When there are many possible actions. Assume we do not observe any confounder, that is, there is no [math]x'[/math]. Then, at each time, RCT is nothing but estimating a single scalar for each action. Let [math]\mathcal{A}[/math] be a set of all actions and [math]|\mathcal{A}|[/math] a cardinality of this action set. Then, at any time [math]t[/math] of running an RCT, the number of data points we can use to estimate the causal effect of a particular action is

[[math]] \begin{align*} N(a) = \sum_{t'=1}^t \mathds{1}(a_{t'} = a) \approx t p_a(a), \end{align*} [[/math]]

where [math]p_a(a)[/math] is the probability of selecting the action [math]a[/math] during randomization. Just like the case above with partially observed confounders, the variance of the estimate of the causal effect of an individual action decreases dramatically as the number of possible actions increases. We must have some extra information (context) about these actions in order to break out of this issue. Let [math]c(a) \in \mathbb{R}^d[/math] be the context of the action [math]a[/math]. For instance, each dimension of [math]c(a)[/math] corresponds to the amount of one ingredient for making the perfect steak seasoning, such as salt, pepper, garlic and others. Then, each action [math]a[/math] corresponds to a unique combination of these ingredients. In this case, the causal effect of any particular action can be thought of mapping [math]c(a)[/math] to the outcome [math]\hat{y}(a)[/math] associated with [math]a[/math]. If we assume this mapping was linear[2], we can write it as

[[math]] \begin{align} \hat{y}(a) = c(a)^\top {\theta^*} + b^*, \end{align} [[/math]]

where [math]\theta \in \mathbb{R}^d[/math] and [math]b \in \mathbb{R}[/math]. Similarly to the case where there was an observed confounder above, with linearity, we do not need to maintain the causal estimate for each and every possible action, which amounts to [math]|\mathcal{A}|[/math] numbers, but the effect of each dimension of the action context on the outcome, which amounts of [math]d[/math] numbers. When [math]d \ll |\mathcal{A}|[/math], we gain a significant improvement in the variance of our estimates. Furthermore, just like what we saw above, we benefit from the compositionality, or compositional generalization. For instance, if the effects of salt and pepper on the final quality of seasoning are independent and additive, we can accurately estimate the effect of having both salt and pepper even when all tested seasonings had either salt or pepper but never both.
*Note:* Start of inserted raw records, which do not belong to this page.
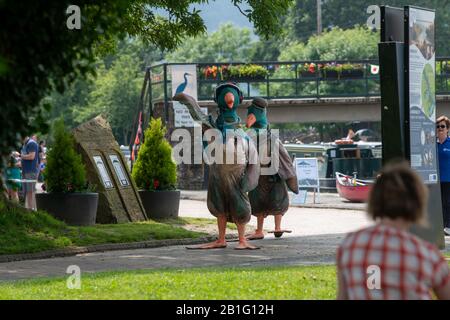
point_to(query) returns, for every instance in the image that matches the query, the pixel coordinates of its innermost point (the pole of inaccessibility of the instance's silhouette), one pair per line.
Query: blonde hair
(445, 119)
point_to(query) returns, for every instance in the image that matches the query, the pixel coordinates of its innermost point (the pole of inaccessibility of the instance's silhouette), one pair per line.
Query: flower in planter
(247, 71)
(308, 67)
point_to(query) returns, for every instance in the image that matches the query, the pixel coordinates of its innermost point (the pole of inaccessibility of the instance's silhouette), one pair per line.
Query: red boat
(352, 189)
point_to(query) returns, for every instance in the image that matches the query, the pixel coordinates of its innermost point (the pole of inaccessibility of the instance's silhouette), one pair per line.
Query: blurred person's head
(398, 193)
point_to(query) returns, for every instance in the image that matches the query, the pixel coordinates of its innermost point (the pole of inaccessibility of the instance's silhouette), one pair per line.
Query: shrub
(64, 171)
(154, 168)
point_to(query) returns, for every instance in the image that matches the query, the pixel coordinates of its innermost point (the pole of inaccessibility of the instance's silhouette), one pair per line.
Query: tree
(353, 44)
(228, 43)
(38, 52)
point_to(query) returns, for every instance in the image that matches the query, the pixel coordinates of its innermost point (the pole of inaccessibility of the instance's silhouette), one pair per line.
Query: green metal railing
(290, 80)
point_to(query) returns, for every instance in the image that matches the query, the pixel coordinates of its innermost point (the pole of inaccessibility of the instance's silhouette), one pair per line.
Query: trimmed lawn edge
(73, 251)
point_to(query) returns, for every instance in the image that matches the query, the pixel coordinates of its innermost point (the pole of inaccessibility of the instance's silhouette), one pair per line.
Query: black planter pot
(161, 204)
(75, 209)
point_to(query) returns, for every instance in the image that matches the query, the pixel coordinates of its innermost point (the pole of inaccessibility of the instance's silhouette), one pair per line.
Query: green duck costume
(228, 183)
(271, 196)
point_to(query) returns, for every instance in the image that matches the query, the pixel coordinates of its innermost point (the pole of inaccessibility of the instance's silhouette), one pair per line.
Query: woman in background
(385, 261)
(443, 142)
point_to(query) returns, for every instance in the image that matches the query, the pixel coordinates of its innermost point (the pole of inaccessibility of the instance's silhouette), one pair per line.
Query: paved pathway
(316, 234)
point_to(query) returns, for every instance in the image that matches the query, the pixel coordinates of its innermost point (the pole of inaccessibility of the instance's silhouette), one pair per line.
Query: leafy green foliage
(247, 71)
(65, 171)
(155, 168)
(55, 56)
(338, 44)
(228, 43)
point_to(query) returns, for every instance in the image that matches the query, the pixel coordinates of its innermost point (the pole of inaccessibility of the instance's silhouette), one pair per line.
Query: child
(385, 261)
(12, 175)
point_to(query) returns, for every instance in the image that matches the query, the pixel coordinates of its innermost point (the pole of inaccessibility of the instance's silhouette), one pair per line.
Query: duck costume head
(228, 97)
(257, 114)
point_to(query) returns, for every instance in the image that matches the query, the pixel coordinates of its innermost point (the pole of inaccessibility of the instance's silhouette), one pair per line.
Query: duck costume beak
(251, 120)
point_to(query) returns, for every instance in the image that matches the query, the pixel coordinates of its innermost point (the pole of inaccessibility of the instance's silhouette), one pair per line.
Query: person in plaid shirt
(385, 261)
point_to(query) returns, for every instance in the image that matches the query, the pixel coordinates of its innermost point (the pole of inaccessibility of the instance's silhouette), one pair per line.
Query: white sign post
(307, 170)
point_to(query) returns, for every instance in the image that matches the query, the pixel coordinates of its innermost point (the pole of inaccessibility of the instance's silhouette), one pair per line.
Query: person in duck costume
(271, 196)
(228, 183)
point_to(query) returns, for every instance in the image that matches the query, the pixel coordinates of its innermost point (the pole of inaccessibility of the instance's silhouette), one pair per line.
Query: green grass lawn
(24, 232)
(277, 283)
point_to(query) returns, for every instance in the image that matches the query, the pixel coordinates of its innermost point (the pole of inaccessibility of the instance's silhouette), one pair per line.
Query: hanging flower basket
(350, 71)
(308, 70)
(246, 72)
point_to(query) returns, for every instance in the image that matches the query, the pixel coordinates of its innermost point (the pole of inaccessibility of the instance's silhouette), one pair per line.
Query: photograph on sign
(103, 173)
(307, 172)
(422, 91)
(119, 170)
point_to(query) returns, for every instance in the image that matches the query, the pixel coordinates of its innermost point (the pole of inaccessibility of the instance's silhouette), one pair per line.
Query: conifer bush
(64, 172)
(155, 168)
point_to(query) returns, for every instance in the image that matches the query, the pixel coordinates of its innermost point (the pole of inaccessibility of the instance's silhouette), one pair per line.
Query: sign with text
(307, 170)
(421, 70)
(103, 173)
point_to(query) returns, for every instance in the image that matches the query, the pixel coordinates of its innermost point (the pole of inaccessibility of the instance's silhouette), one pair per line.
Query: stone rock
(106, 169)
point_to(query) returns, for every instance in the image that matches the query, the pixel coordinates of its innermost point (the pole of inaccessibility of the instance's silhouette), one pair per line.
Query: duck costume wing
(257, 119)
(228, 183)
(271, 196)
(286, 170)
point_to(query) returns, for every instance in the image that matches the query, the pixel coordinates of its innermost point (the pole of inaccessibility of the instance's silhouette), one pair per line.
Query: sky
(222, 11)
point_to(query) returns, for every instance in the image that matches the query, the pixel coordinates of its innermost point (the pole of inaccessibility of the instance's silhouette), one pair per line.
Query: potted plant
(67, 195)
(246, 72)
(352, 70)
(155, 174)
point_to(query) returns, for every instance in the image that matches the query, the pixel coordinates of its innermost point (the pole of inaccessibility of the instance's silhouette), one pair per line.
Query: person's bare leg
(243, 243)
(277, 219)
(220, 242)
(259, 233)
(278, 232)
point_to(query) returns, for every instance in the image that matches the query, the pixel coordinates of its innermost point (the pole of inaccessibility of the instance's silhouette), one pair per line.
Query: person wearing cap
(271, 195)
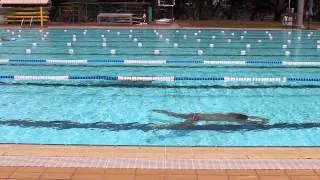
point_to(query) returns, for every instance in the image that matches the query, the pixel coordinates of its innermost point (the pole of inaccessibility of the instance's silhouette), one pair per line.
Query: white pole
(289, 4)
(300, 14)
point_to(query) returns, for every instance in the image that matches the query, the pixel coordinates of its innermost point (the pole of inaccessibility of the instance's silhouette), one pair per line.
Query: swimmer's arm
(173, 114)
(184, 124)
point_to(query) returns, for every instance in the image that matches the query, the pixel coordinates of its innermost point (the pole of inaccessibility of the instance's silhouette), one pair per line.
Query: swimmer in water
(4, 39)
(191, 118)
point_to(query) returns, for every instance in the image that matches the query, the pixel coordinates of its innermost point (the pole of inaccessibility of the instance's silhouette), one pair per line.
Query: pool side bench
(118, 17)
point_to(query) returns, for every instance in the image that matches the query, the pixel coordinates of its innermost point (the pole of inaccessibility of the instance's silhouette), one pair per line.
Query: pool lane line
(156, 78)
(71, 62)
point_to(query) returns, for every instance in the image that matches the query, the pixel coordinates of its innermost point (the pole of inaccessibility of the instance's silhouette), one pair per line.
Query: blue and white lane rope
(158, 78)
(152, 62)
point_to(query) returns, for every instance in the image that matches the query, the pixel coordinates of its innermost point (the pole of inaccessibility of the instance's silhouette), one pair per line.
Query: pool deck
(189, 24)
(161, 163)
(139, 162)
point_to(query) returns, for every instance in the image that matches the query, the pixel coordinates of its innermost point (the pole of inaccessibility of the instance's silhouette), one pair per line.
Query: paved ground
(141, 174)
(168, 153)
(188, 24)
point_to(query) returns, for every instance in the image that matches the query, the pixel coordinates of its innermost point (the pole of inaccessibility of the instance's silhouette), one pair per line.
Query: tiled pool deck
(118, 162)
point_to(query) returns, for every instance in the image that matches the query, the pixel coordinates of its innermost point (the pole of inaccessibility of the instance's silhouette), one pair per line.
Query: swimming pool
(99, 86)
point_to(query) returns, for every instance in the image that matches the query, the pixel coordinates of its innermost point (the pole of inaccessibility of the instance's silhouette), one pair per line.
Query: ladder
(22, 21)
(31, 22)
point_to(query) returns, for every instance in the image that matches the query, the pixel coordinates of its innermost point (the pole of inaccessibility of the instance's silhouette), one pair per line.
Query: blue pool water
(120, 112)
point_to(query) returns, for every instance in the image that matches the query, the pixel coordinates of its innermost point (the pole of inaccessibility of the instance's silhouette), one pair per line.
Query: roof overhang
(5, 2)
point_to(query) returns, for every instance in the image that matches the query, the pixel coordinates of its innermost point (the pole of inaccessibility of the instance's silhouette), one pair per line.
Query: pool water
(120, 113)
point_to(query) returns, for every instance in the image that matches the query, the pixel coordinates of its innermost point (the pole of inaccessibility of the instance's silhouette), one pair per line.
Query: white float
(70, 51)
(243, 53)
(156, 52)
(28, 51)
(287, 53)
(113, 51)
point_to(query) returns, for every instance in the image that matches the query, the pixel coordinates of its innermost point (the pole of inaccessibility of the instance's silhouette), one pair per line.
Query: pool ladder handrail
(22, 21)
(31, 22)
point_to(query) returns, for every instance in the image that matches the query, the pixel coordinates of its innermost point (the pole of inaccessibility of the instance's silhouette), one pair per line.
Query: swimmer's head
(195, 117)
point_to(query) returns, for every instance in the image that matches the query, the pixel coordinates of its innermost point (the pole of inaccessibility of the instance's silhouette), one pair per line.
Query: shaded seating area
(26, 12)
(124, 18)
(115, 11)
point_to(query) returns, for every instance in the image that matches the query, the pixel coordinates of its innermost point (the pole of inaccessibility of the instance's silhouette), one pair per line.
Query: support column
(300, 14)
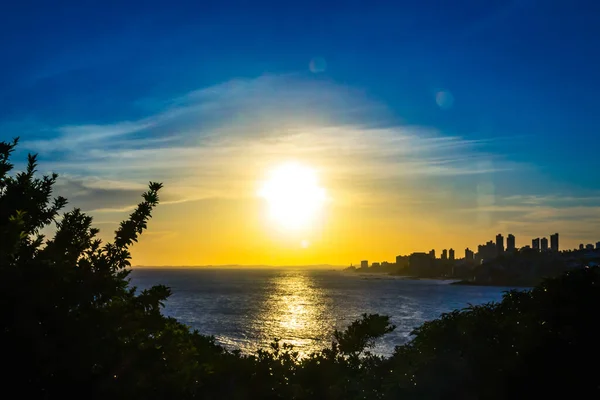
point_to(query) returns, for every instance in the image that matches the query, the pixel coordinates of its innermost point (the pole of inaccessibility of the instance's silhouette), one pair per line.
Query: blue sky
(520, 80)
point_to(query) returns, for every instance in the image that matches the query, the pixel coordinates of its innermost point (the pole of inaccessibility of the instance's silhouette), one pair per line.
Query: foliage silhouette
(71, 325)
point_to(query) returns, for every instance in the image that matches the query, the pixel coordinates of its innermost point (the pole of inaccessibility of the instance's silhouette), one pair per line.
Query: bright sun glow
(294, 196)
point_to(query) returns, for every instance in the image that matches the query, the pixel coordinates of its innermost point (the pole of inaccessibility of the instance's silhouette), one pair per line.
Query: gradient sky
(431, 124)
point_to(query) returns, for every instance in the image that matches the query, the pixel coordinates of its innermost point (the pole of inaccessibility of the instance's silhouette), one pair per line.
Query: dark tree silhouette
(70, 325)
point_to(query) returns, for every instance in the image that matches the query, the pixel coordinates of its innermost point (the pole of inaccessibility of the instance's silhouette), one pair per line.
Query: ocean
(246, 309)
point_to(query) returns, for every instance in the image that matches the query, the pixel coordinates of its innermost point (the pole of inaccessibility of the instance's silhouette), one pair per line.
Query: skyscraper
(499, 243)
(554, 242)
(510, 243)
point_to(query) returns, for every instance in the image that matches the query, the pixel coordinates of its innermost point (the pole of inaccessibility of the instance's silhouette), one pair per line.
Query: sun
(294, 197)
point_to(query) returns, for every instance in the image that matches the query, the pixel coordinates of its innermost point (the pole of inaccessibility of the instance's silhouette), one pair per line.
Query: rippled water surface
(247, 308)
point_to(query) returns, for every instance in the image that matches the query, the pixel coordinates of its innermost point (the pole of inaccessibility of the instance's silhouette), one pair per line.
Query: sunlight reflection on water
(248, 309)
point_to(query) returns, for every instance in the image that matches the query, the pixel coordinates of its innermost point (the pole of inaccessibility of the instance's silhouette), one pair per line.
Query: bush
(70, 325)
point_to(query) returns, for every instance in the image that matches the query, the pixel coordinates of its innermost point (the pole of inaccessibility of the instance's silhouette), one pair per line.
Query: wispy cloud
(214, 142)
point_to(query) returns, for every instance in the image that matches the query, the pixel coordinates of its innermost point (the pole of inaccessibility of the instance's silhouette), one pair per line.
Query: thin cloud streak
(215, 141)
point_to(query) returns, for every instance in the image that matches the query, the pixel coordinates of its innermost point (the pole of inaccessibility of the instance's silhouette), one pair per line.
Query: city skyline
(489, 250)
(395, 124)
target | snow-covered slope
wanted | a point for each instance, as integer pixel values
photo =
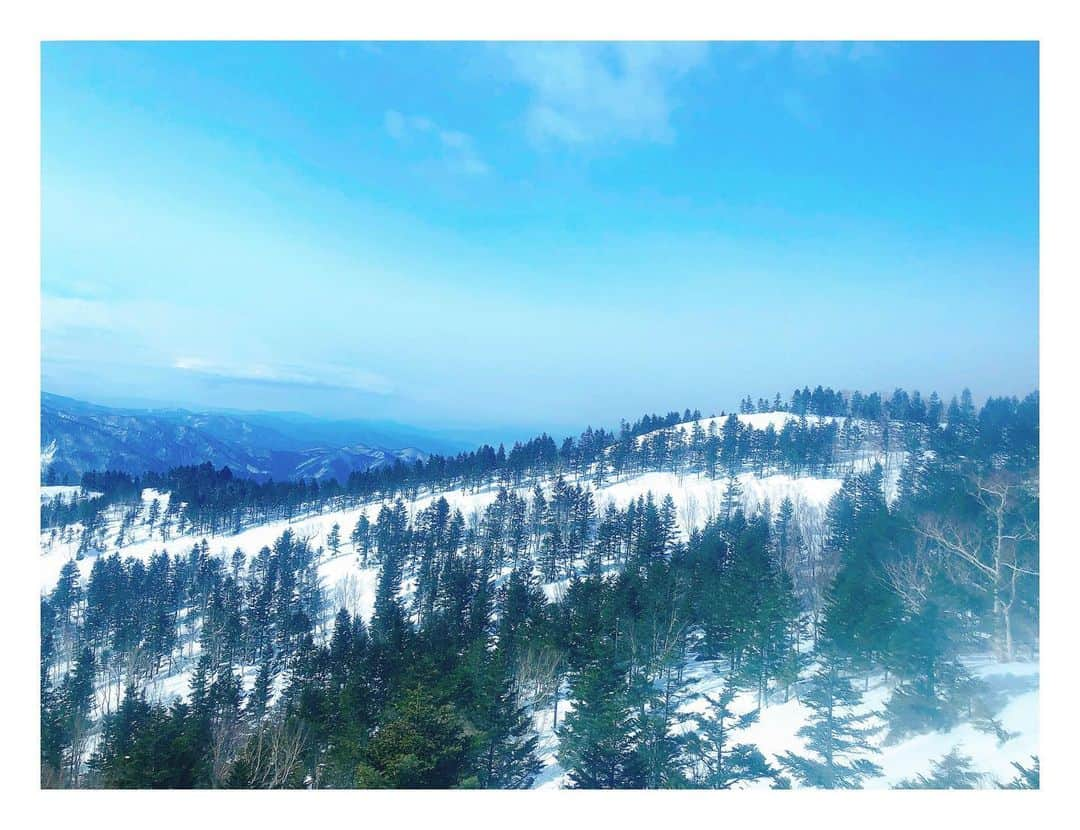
(697, 499)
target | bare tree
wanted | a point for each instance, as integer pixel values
(989, 552)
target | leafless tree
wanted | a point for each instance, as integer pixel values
(989, 553)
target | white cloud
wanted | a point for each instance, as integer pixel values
(455, 149)
(591, 93)
(819, 57)
(288, 375)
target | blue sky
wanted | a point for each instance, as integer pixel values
(535, 235)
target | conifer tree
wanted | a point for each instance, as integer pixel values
(837, 738)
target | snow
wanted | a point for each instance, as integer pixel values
(775, 732)
(697, 499)
(68, 493)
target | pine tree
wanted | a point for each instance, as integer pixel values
(597, 739)
(334, 540)
(953, 772)
(718, 762)
(836, 736)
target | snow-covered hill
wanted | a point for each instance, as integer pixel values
(697, 499)
(77, 437)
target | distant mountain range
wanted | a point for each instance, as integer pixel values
(77, 436)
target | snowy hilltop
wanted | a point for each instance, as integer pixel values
(673, 604)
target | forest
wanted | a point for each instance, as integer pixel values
(599, 616)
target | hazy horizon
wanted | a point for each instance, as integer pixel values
(523, 236)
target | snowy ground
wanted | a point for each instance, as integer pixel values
(697, 499)
(775, 732)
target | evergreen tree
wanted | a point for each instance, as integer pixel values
(952, 772)
(836, 736)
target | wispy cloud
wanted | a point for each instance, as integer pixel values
(288, 375)
(593, 93)
(455, 149)
(819, 57)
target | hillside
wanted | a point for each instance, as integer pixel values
(77, 437)
(349, 561)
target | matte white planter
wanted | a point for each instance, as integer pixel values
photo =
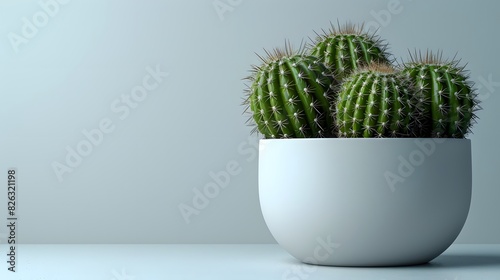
(365, 202)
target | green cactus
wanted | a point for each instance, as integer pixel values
(377, 101)
(346, 48)
(290, 96)
(451, 98)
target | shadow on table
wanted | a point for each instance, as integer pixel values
(469, 260)
(442, 262)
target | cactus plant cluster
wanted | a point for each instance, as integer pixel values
(345, 85)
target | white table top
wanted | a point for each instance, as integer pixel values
(248, 261)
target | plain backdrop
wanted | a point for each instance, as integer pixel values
(67, 69)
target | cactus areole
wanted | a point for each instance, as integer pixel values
(290, 96)
(377, 101)
(451, 98)
(346, 48)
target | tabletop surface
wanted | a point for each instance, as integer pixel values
(239, 261)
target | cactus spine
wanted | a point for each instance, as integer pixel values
(290, 96)
(451, 97)
(377, 101)
(346, 48)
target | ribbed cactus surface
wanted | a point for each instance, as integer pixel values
(346, 48)
(377, 101)
(451, 97)
(290, 96)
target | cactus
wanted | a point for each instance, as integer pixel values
(346, 48)
(451, 98)
(378, 101)
(290, 96)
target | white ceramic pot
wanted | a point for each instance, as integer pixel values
(365, 202)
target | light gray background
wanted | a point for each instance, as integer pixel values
(128, 190)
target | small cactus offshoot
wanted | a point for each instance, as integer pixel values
(290, 96)
(451, 98)
(377, 101)
(346, 48)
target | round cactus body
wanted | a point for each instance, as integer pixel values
(451, 97)
(291, 96)
(345, 49)
(377, 101)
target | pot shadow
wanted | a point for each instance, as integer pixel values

Let [math]c(a)=[s_{\mathrm{salt}}, s_{\mathrm{pepper}}][/math], and assume [math]s_{\mathrm{salt}}, s_{\mathrm{pepper}} \in \{0, 1\}[/math] and that all past trials were such that [math]s_{\mathrm{salt}}=0[/math] or [math]s_{\mathrm{pepper}} = 0[/math]. We can approximate [math]\theta^*_{\mathrm{salt}}[/math] and [math]\theta^*_{\mathrm{pepper}}[/math] from these past trials, and due to the linearity assumption, we can now compute the causal effect of [math]c(a)=[1, 1][/math], as

[[math]] \begin{align} \hat{\theta}_{\mathrm{salt}} + \hat{\theta}_{\mathrm{pepper}}. \end{align} [[/math]]

This would not have been possible without the linearity, or more generally compositionality, because this particular action of adding both salt and pepper has never been seen before, i.e., it violates the positivity assumption. This is yet another example of overcoming the violation of positivity by generalization. At this point, one sees a clear connection between having some confounders observed and having many actions associated with their contexts. This is because they are simply two sides of the same coin. I leave this to you to think of why this is the case.

General references

Cho, Kyunghyun (2024). "A Brief Introduction to Causal Inference in Machine Learning". arXiv:2405.08793 [cs.LG].

References

  1. "Trastuzumab: triumphs and tribulations" (2007). Oncogene 26. Nature Publishing Group. 
  2. Li, Lihong; Chu, Wei; Langford, John; Schapire, Robert E (2010). A contextual-bandit approach to personalized news article recommendation. Proceedings of the 19th international conference on World wide web (Report).